For more than 40 years, Marlen Reasearch, Overland Park, Kansas., has designed and built food-processing equipment. Today, at the heart of Marlen’s systems for moving food products is their patented, twin-piston, positive-displacement pump. This pump can operate continuously in pressure-sensitive applications or provide precisely metered product flow. It has the ability to stall without increasing pressure or allowing product to bypass. This enables food processors to move a variety of products without damage. These include:
- abrasive foods (sugars, cornmeal)
- smear-sensitive foods (sausage)
- shear-sensitive foods (spinach, dough)
- foods that need high pressure to transfer (cheese), and
- foods that need protection of their particle integrity (fruit pieces).
Air logic-controlled, hydraulically powered twin-piston, positive-displacement food pump is integral part of sausage-stuffing machine.
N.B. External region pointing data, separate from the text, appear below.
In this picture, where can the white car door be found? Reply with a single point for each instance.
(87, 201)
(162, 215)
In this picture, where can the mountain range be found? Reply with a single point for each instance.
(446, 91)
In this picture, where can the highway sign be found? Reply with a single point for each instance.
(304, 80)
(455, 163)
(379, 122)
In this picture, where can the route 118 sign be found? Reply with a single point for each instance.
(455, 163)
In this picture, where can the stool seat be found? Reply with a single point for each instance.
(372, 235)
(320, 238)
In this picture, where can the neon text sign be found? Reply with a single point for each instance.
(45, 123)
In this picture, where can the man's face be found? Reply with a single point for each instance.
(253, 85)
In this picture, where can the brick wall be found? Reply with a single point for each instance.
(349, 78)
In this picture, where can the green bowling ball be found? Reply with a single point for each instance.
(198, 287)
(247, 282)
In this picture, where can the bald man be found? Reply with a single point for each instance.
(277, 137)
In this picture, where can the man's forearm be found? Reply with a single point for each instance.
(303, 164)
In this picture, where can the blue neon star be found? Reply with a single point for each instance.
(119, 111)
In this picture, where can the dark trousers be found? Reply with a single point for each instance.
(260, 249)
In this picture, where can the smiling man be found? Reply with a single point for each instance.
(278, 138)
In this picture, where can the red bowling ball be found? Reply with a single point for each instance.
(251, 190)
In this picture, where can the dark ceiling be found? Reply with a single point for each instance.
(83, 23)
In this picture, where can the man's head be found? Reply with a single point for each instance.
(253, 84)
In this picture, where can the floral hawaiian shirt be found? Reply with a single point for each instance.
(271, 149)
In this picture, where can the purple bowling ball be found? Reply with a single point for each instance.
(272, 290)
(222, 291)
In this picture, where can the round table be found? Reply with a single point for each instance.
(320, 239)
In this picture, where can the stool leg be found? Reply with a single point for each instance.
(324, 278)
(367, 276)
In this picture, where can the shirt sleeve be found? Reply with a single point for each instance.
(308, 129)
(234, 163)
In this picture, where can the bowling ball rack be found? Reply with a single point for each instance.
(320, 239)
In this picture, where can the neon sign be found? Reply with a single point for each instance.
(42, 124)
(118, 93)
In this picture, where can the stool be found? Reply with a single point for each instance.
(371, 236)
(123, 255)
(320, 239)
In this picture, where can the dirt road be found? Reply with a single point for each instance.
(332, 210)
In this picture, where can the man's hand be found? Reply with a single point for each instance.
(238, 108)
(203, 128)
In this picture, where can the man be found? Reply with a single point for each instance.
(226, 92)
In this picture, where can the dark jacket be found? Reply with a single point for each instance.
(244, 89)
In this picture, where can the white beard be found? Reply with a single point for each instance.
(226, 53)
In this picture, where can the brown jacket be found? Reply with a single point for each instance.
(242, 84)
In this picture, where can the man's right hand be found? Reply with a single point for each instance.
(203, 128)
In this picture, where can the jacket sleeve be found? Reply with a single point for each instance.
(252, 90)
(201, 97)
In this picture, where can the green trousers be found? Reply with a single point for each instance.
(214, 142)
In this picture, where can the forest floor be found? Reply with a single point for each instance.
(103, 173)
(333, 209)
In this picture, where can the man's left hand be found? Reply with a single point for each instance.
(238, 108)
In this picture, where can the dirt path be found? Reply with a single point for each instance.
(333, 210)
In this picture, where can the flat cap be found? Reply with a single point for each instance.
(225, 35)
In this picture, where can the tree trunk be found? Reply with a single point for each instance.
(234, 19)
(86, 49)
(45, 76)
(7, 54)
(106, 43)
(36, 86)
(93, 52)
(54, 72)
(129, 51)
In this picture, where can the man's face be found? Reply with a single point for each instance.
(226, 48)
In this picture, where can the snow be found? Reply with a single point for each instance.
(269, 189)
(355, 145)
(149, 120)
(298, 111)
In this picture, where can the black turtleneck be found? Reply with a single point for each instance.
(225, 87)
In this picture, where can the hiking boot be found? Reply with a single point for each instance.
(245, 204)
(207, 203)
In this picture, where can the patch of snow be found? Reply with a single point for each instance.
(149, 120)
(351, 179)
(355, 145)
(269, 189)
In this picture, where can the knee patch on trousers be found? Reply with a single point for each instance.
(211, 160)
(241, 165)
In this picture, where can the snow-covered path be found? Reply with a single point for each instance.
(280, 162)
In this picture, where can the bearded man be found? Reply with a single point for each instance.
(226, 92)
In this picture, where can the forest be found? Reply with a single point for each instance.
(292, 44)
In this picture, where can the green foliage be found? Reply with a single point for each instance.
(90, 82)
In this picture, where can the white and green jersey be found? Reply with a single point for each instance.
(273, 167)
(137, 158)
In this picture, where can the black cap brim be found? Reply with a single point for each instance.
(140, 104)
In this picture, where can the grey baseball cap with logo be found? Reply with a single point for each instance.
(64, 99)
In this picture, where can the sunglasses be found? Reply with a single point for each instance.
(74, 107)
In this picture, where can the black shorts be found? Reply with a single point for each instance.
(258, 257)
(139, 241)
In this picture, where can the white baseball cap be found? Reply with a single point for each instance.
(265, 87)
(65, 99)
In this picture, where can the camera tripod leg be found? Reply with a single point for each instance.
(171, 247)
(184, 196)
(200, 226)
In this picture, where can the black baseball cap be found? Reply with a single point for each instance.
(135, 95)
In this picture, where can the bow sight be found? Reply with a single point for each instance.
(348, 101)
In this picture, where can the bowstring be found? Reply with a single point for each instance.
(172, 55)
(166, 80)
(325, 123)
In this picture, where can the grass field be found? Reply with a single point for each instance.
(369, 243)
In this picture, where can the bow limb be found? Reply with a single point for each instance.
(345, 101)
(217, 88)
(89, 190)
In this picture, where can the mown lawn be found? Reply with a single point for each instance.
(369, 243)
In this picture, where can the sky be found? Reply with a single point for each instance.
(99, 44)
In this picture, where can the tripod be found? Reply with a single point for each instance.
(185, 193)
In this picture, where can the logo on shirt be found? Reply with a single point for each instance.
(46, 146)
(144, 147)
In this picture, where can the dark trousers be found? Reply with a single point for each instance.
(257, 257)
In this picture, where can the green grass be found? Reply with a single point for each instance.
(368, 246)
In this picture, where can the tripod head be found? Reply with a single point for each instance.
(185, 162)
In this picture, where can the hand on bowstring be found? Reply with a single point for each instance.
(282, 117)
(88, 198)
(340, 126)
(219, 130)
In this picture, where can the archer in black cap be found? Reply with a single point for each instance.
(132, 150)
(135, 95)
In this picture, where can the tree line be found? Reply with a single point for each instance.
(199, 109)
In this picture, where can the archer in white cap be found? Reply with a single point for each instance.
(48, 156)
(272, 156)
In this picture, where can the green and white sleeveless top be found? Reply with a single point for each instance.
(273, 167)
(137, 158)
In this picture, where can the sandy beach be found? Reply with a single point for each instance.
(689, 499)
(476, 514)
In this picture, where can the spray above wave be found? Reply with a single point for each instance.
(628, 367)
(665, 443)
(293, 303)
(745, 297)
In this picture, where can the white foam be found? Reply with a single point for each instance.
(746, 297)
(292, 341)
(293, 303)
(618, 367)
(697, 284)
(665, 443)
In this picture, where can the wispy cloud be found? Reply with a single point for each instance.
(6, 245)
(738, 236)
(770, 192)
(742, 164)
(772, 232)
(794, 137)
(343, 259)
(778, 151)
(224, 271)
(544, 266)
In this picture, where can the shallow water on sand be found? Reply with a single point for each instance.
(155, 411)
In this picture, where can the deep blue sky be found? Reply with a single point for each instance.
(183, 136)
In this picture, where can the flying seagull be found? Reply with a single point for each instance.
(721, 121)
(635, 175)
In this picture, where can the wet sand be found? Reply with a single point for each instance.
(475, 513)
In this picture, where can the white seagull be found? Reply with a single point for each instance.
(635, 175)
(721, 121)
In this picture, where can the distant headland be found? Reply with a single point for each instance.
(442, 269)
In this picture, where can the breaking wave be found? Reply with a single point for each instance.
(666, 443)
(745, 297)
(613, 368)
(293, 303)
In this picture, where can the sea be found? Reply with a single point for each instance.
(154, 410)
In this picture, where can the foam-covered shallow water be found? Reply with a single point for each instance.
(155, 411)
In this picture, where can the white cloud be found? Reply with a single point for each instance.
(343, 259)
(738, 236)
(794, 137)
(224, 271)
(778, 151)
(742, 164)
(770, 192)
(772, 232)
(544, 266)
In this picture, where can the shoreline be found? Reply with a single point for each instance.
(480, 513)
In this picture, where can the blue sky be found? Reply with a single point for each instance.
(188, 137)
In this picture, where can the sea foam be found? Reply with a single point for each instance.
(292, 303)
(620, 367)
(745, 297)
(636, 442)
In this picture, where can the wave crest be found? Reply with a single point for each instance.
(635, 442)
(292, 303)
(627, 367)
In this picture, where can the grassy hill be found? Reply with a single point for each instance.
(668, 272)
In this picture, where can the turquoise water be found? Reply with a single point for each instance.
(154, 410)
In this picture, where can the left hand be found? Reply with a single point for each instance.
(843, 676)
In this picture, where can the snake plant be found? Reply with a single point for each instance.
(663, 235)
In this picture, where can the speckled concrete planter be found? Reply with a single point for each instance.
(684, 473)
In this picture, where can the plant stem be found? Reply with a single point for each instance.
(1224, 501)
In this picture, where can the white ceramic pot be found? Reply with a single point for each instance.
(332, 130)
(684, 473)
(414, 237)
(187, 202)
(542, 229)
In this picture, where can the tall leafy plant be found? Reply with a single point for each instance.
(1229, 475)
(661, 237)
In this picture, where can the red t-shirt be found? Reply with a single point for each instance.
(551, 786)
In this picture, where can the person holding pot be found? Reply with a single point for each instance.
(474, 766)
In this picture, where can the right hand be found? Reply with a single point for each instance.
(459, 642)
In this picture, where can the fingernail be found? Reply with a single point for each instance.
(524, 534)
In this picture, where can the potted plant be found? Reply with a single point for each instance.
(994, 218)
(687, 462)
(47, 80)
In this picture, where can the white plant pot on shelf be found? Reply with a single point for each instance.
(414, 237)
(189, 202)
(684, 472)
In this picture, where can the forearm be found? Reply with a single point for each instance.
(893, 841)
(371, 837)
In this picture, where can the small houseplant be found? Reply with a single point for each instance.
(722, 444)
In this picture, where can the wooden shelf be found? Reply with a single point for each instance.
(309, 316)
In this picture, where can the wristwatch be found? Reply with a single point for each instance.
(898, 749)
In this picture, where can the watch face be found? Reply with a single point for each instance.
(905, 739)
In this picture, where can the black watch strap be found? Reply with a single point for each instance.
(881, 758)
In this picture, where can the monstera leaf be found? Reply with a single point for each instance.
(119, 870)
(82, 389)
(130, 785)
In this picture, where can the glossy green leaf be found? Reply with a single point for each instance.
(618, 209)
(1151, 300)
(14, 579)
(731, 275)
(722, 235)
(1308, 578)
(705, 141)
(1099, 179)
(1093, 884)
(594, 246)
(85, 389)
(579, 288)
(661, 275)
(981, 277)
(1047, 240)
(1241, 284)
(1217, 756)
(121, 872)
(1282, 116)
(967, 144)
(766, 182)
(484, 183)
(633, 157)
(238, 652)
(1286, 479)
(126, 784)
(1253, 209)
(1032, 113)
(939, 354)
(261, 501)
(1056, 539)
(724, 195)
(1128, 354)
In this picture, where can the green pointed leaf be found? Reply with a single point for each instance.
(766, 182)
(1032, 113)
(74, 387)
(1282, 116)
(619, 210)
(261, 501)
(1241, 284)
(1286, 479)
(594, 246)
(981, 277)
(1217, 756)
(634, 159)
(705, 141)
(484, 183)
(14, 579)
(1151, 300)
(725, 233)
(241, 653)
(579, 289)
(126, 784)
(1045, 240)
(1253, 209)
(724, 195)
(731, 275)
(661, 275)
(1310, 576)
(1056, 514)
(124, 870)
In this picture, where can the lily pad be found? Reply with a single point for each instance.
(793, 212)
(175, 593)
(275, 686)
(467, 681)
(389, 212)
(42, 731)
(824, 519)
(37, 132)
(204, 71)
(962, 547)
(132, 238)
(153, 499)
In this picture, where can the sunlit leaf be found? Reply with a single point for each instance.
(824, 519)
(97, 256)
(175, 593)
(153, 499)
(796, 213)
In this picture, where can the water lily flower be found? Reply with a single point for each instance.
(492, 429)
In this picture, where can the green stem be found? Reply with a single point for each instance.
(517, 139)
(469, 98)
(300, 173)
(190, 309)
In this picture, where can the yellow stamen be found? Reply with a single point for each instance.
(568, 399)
The Marlen pump mounts twin pistons with movable sleeves in parallel chambers that join downstream in a Y configuration with a common outlet chamber. As one piston moves forward on its power stroke, the other retracts in the opposite direction. A product flapper valve at the intersection of the Y alternately connects the pump outlet to the chamber ahead of the extending power piston and simultaneously blocks the path to the chamber ahead of the retracting piston. The power piston forces the food product through the outlet while the retracting piston creates a void that draws new product into the system from upstream. When the pumping piston completes its stroke, the product valve shifts to reverse the connections, and the opposite piston begins its forward stroke.
Two double-acting hydraulic cylinders drive the food-pumping pistons. Hydraulic system pressure is a fixed ratio of the pressure in the food-transfer line. If resistance in the product outlet line increases, a simple relief valve shifts to send hydraulic fluid directly back to tank and all pistons stop. No accumulator or bypass is needed in the product line. When the product line reopens, the pump immediately begins to move product again.
Because all food machinery must be cleaned with high-pressure water or water and steam, Marlen Research offers air logic controls for these pumps to avoid potential problems with electricity and water. These air logic elements and the hydraulic valves they control are very tolerant of water.
Pneumatic limit valves with trip rods continuously monitor the positions of the pistons, their sleeves, and the product flapper valve. As these components cycle through their various positions, limit valves are tripped to send signals back to the air logic. The control processes this information, and at the appropriate time passes air pilot signals to shift the hydraulic valves that control the cylinders’ stroking direction.
Joe Currier, director of food technology at Marlen International, provided design details about this equipment.